If you are a visual artist in the Rapid City area, please consider applying to a new teaching artist program coming to local elementary schools in spring 2014.

The Rapid City Arts Council is partnering with The Sculpture Project to launch Teaching Artist Program and is seeking artists to be part of the program with training beginning this fall.

The program is entirely funded by the sculptor, Masayuki Nagase, through The Sculpture Project: Passage of Wind and Water. While researching the region for his proposal for the project, Nagase learned that there is no formal visual arts education in local elementary schools. He included funding for TAP through the course of his work in Rapid City in his proposal as part of his community outreach strategy.

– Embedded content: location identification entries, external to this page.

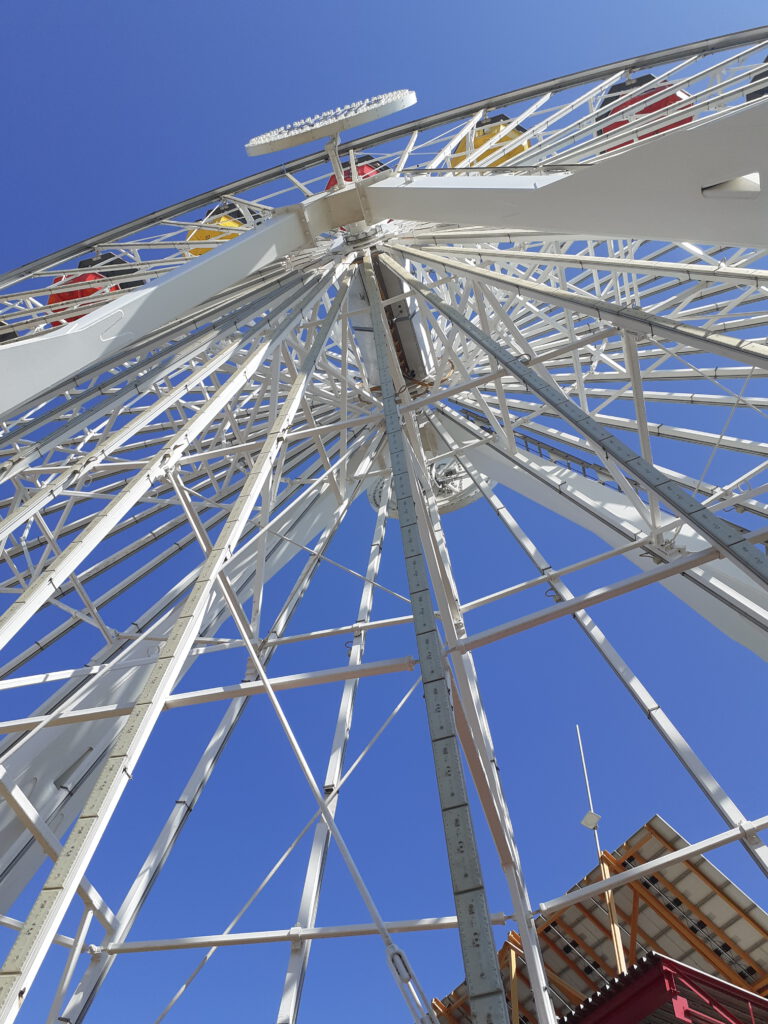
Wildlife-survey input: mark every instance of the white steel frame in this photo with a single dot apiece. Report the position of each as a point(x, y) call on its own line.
point(449, 331)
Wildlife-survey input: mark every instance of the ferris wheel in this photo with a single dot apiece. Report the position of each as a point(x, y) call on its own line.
point(250, 444)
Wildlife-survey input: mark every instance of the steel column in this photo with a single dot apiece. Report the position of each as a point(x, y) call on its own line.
point(486, 995)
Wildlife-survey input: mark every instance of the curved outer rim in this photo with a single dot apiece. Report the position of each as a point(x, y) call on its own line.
point(711, 45)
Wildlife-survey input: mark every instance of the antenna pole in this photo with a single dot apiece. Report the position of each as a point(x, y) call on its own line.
point(590, 821)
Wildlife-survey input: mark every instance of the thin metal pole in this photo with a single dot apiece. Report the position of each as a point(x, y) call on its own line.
point(615, 934)
point(487, 999)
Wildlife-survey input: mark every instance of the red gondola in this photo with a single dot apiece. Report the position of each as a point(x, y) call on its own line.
point(367, 168)
point(97, 268)
point(637, 105)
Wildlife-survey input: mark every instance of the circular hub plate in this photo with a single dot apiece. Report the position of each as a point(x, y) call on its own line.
point(331, 122)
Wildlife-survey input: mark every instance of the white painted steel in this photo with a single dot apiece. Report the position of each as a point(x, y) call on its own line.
point(583, 325)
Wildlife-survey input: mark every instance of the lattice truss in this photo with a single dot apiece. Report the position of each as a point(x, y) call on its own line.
point(207, 409)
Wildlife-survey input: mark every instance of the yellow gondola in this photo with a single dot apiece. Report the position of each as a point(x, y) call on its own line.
point(225, 215)
point(482, 133)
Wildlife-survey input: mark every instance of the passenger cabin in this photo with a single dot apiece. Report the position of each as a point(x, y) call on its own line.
point(367, 167)
point(647, 95)
point(219, 222)
point(497, 131)
point(98, 276)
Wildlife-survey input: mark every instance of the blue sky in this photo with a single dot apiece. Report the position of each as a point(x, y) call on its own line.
point(121, 109)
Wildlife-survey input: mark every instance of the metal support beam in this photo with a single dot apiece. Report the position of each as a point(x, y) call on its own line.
point(723, 537)
point(299, 956)
point(486, 995)
point(49, 908)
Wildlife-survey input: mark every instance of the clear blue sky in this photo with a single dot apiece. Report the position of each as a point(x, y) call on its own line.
point(118, 109)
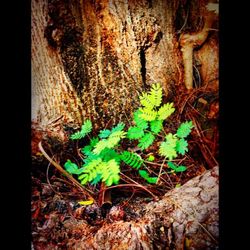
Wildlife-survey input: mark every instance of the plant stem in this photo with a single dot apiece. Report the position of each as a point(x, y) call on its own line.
point(60, 169)
point(160, 170)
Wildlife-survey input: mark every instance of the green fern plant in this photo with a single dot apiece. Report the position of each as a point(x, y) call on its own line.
point(148, 119)
point(103, 155)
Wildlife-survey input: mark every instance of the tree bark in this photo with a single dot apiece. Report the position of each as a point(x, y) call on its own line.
point(186, 218)
point(90, 59)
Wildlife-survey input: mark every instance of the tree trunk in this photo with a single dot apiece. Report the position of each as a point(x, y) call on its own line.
point(90, 59)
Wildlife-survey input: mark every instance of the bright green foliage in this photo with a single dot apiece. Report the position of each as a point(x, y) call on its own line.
point(184, 129)
point(110, 142)
point(97, 169)
point(109, 154)
point(85, 129)
point(94, 141)
point(104, 133)
point(156, 126)
point(70, 167)
point(167, 150)
point(131, 159)
point(140, 122)
point(182, 146)
point(165, 111)
point(87, 150)
point(135, 133)
point(144, 175)
point(151, 158)
point(146, 141)
point(176, 168)
point(103, 154)
point(110, 174)
point(148, 114)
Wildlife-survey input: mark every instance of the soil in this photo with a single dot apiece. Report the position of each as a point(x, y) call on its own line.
point(58, 218)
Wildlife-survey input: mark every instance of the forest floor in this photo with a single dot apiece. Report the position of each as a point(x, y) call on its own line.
point(58, 218)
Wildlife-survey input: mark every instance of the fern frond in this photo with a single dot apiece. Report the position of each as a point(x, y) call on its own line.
point(168, 147)
point(182, 146)
point(71, 167)
point(104, 133)
point(110, 142)
point(94, 141)
point(184, 129)
point(156, 94)
point(165, 111)
point(108, 154)
point(140, 122)
point(110, 173)
point(87, 150)
point(156, 126)
point(85, 129)
point(100, 146)
point(135, 133)
point(120, 126)
point(148, 114)
point(144, 174)
point(171, 139)
point(115, 137)
point(131, 159)
point(146, 141)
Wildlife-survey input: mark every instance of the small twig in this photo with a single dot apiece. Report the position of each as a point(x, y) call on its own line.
point(48, 181)
point(60, 169)
point(160, 170)
point(139, 185)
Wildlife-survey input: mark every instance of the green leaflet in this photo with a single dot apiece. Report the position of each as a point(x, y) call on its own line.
point(109, 154)
point(165, 111)
point(119, 127)
point(85, 129)
point(94, 141)
point(135, 133)
point(140, 122)
point(71, 167)
point(98, 170)
point(156, 126)
point(184, 129)
point(167, 148)
point(144, 175)
point(87, 150)
point(181, 146)
point(110, 142)
point(131, 159)
point(104, 133)
point(146, 141)
point(148, 114)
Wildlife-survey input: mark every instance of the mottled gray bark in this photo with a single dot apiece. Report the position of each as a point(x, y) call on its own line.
point(186, 218)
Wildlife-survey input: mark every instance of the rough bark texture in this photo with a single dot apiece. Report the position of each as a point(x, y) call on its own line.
point(186, 218)
point(91, 58)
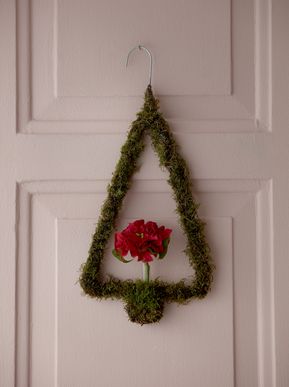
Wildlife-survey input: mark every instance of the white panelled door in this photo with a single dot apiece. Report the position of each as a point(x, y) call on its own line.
point(221, 73)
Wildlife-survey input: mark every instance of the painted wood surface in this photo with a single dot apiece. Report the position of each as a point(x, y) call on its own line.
point(66, 103)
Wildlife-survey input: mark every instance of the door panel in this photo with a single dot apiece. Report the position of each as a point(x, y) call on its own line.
point(218, 74)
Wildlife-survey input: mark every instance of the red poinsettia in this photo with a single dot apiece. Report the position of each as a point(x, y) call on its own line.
point(145, 241)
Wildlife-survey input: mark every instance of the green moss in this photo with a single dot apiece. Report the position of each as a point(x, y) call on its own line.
point(145, 301)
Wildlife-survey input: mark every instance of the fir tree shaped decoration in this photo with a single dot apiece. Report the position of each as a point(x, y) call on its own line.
point(144, 301)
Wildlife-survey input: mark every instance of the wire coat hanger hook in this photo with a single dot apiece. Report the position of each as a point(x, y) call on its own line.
point(151, 59)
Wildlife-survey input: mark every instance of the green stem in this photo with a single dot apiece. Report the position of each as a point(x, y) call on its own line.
point(146, 272)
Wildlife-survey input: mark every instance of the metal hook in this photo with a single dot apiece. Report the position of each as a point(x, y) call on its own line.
point(151, 59)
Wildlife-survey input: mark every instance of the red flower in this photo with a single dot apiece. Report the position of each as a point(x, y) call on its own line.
point(142, 240)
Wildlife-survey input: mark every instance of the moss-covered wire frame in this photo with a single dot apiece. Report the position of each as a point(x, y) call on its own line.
point(145, 301)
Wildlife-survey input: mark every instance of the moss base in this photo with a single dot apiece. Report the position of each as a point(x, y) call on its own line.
point(144, 304)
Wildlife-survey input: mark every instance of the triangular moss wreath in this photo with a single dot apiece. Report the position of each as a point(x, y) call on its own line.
point(145, 300)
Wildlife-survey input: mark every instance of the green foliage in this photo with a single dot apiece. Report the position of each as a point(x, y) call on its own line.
point(145, 301)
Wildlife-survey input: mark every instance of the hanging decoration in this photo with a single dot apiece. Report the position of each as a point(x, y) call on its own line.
point(144, 299)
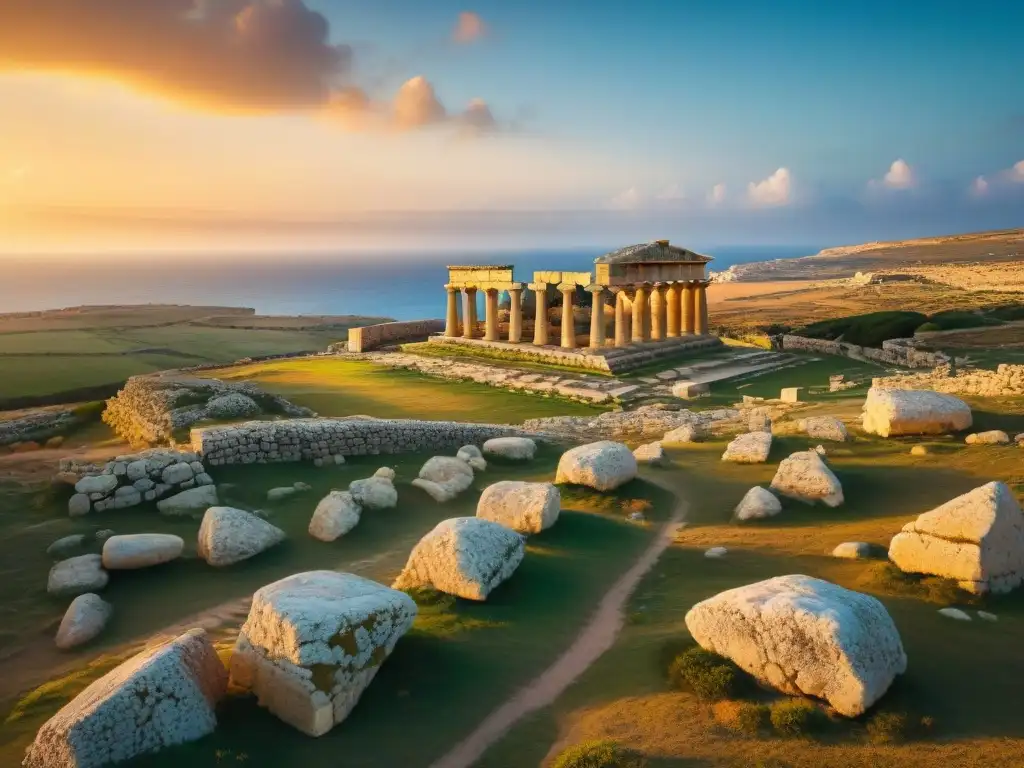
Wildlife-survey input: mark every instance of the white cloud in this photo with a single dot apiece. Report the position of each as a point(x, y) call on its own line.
point(773, 190)
point(629, 200)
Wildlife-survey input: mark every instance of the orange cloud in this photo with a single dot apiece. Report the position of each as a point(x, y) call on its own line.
point(469, 28)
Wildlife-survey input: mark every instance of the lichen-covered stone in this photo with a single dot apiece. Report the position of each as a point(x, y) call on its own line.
point(463, 556)
point(336, 514)
point(603, 466)
point(806, 477)
point(227, 536)
point(805, 636)
point(313, 642)
point(976, 539)
point(163, 696)
point(524, 507)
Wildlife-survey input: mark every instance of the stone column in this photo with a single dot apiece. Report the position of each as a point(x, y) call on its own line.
point(541, 322)
point(452, 315)
point(568, 330)
point(640, 313)
point(688, 299)
point(672, 307)
point(491, 314)
point(700, 311)
point(596, 316)
point(515, 313)
point(657, 311)
point(468, 312)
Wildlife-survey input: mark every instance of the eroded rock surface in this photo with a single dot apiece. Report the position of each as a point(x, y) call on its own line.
point(805, 636)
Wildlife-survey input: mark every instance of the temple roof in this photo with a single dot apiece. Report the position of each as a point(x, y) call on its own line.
point(657, 251)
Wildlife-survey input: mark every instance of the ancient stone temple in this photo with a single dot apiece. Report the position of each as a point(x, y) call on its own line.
point(651, 295)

The program is being developed in cooperation with the Rapid City school district. TAP artists will travel to classrooms for weekly, one-hour sessions. Lessons will meet the South Dakota state education requirements for visual art fundamentals and will be tied to Passage of Wind and Water. The lessons will focus on Masayuki Nagase’s nature-inspired visual themes and his creative process of observation, reflection and abstraction. TAP artists will collaborate with classroom instructors to refine lessons to fit each classroom’s curricula.

 “Art is a catalyst for learning,” Naomi Even-Aberle, TAP administrator and co-director of education for RCAC said. “We know from research that integrating arts instruction into the school day heightens students’ engagement with their education across subjects.”

A pilot will start up in Wilson and South Canyon elementary schools in Rapid City and in the Lakota Waldorf school in Kyle, S.D. beginning spring 2014. TAP is scheduled to expand in following years.

TAP is modeled on a similar program run by the Museum of Children’s Art in Oakland, Calif.

“We hope this program plants seeds of creativity and imagination,” Nagase said.